Deswegen sind die Filmveredeler Christian und Tobias von der Filmhochschule Babelsberg mit dabei. Florian hat in Halle die einzige Kinomischung Mitteldeutschlands für uns angeworfen. Musiker in Hagen, Amsterdam und New York kritzeln Noten auf ausgefranste Blätter. Und dann ist da noch ein Mädel. Sie heißt Renske, und ich traf sie auf El Hierro. Davon, wie all diese Leute das Feuer anheizen, erzähle ich in den nächsten Tagen.

 

Heute nur ein freudiges Ereignis: Die erste Insel ist fertig geworden. Über Nacht ist es passiert, etwa gegen 4 Uhr. Wir nennen sie Fuerteventura.

 

Eine kleine Geschichte zur Einstimmung

Wir sind in Betancuria, 215 Einwohner, von denen drei an der Theke jener Wirtschaft sitzen, die ich gerade betrete.

 

Juan ist der Besitzer des Gasthauses: 60 Jahre alt, kahles Haupt, durchdringende Augen. Ein Charaktergesicht.

 

Maxi ist Ziegenkäser, und er pflegt zu sagen, dass zwei Bier eine Mahlzeit ersetzen, nur, dass er dann noch nichts getrunken habe.

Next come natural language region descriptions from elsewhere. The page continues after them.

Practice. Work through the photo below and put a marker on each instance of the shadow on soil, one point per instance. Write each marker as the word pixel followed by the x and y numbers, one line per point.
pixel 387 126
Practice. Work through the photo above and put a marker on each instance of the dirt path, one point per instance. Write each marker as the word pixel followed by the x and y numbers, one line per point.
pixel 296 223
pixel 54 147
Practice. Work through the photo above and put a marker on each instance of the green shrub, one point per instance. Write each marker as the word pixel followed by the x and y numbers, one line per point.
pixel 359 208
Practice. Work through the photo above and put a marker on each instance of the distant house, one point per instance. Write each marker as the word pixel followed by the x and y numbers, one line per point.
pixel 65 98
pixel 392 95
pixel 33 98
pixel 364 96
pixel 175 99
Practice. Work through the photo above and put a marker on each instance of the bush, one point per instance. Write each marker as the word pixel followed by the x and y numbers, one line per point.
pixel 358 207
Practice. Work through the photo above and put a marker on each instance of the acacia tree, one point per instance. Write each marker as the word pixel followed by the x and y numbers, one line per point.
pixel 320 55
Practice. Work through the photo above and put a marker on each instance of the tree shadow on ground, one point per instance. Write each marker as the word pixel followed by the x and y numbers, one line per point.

Zwischen beiden sitzt Juanito. Er ist nicht nur Juans direkter Nachbar, er lebt hier auch schon seit 92 Jahren – und deswegen sieht man ihm vieles nach.

 

Da sind etwa die Tage, in denen Juanito ein Dutzend Gläser Rotwein leert und zum Hinunterspülen noch einmal eben so viele Biere. Danach stellt er sich mühsam auf und nestelt in den Hosentaschen. Die Hosen sind alt und bodenlos, und bis er schließlich auf Geld stößt, ziehen noch drei, vielleicht vier Rum ins Land.

 

Endlich! 62 Cents, so viel hat er dabei. Stolzer Brust zählt er sie auf den Tresen: zehn, zwanzig, vierzig, fünfzig, fünfundfünfzig, siebenundfünfzig, neunundfünfzig, sechzig, zweiundsechzig. Das Ganze dauert so lange, ist so aufregend, dass der eigentlich zu zahlende Betrag vollkommen gegenstandslos wird. Also freuen sich alle, als es vollbracht ist, und Juan zieht von dannen.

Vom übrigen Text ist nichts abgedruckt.